Users can choose between running containers, using provided uenv software stacks, or building custom Python environments tailored to their needs.
First time users are recommended to consult the LLM tutorials to get familiar with the concepts of the Machine Learning platform in a series of hands-on examples.
Running ML applications with containers (recommended)¶
Containerization is the recommended approach for ML workloads on Alps, as it simplifies software management and maximizes compatibility with other systems.
Users are encouraged to build their own containers, starting from popular sources such as the Nvidia NGC Catalog, which offers a variety of pre-built images optimized for HPC and ML workloads. Examples include:
- PyTorch NGC container (Release Notes)
- JAX NGC container (Release Notes)
- TensorFlow NGC container (deprecated since 25.02, see Release Notes)

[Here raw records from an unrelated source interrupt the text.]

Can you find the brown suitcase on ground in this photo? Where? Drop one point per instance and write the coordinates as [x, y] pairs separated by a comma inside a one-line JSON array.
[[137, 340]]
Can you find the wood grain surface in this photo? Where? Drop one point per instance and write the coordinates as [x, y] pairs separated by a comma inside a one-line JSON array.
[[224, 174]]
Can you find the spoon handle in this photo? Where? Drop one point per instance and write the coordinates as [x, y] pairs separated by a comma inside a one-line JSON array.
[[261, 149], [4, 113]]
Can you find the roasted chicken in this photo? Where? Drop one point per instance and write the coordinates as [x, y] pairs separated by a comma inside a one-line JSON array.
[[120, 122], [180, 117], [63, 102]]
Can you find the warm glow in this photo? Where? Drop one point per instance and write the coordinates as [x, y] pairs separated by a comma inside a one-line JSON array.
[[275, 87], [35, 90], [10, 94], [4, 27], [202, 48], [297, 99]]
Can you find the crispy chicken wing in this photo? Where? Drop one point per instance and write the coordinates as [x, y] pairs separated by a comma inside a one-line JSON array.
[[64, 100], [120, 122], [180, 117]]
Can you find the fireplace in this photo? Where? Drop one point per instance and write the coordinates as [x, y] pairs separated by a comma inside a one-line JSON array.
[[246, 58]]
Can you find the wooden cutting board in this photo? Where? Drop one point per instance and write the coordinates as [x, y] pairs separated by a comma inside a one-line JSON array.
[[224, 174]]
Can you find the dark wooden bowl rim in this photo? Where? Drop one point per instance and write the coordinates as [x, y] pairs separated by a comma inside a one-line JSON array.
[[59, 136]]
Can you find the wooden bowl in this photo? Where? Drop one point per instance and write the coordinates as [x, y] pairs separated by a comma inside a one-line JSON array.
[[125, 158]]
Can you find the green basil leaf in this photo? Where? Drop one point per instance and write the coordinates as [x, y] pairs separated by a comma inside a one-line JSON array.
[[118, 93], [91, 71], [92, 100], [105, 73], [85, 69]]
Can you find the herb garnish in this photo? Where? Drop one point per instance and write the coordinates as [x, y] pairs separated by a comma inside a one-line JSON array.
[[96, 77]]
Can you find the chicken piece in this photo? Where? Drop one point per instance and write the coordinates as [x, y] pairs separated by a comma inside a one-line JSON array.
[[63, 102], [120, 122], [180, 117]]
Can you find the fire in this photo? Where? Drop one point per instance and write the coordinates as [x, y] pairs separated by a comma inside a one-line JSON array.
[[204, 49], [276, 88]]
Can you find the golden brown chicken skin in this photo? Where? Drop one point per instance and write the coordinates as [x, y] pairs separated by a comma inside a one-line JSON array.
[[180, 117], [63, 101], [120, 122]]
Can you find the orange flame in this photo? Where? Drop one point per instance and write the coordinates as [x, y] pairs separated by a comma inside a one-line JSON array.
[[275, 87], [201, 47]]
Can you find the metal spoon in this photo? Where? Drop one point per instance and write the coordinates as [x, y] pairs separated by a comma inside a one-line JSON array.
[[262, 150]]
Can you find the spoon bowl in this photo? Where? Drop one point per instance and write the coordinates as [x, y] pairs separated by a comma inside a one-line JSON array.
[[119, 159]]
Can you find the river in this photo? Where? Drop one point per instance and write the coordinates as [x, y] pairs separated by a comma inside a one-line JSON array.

Documented best practices are available for:
Extending a container with a virtual environment
For frequently changing Python dependencies during development, consider creating a Virtual Environment (venv) on top of the packages in the container (see this example).
Helpful references:
- Introduction to concepts of the Machine Learning platform: LLM tutorials
- Running containers on Alps: Container Engine Guide
- Building custom container images: Container Build Guide
Using provided uenv software stacks¶
Alternatively, CSCS provides pre-configured software stacks (uenvs) that can serve as a starting point for machine learning projects. These environments provide optimized compilers, libraries, and selected ML frameworks.
Available ML-related uenvs:
Extending a uenv with a virtual environment
To extend these environments with additional Python packages, it is recommended to create a Python Virtual Environment (venv) layered on top of the packages in the uenv. See this PyTorch venv example for details.
Building custom Python environments¶
Users may also choose to build entirely custom software stacks using Python package managers such as uv
or conda
.
Most ML libraries are available via the Python Package Index (PyPI).
Note
While many Python packages provide pre-built binaries for common architectures, some may require building from source.
To ensure optimal performance on CSCS systems, we recommend starting from an environment that already includes:
- CUDA, cuDNN
- MPI, NCCL
- C/C++ compilers
This can be achieved either by:
- building a custom container image based on a suitable ML-ready base image,
- or starting from a provided uenv (e.g.,
prgenv-gnu
or PyTorch uenv),
and extending it with a virtual environment.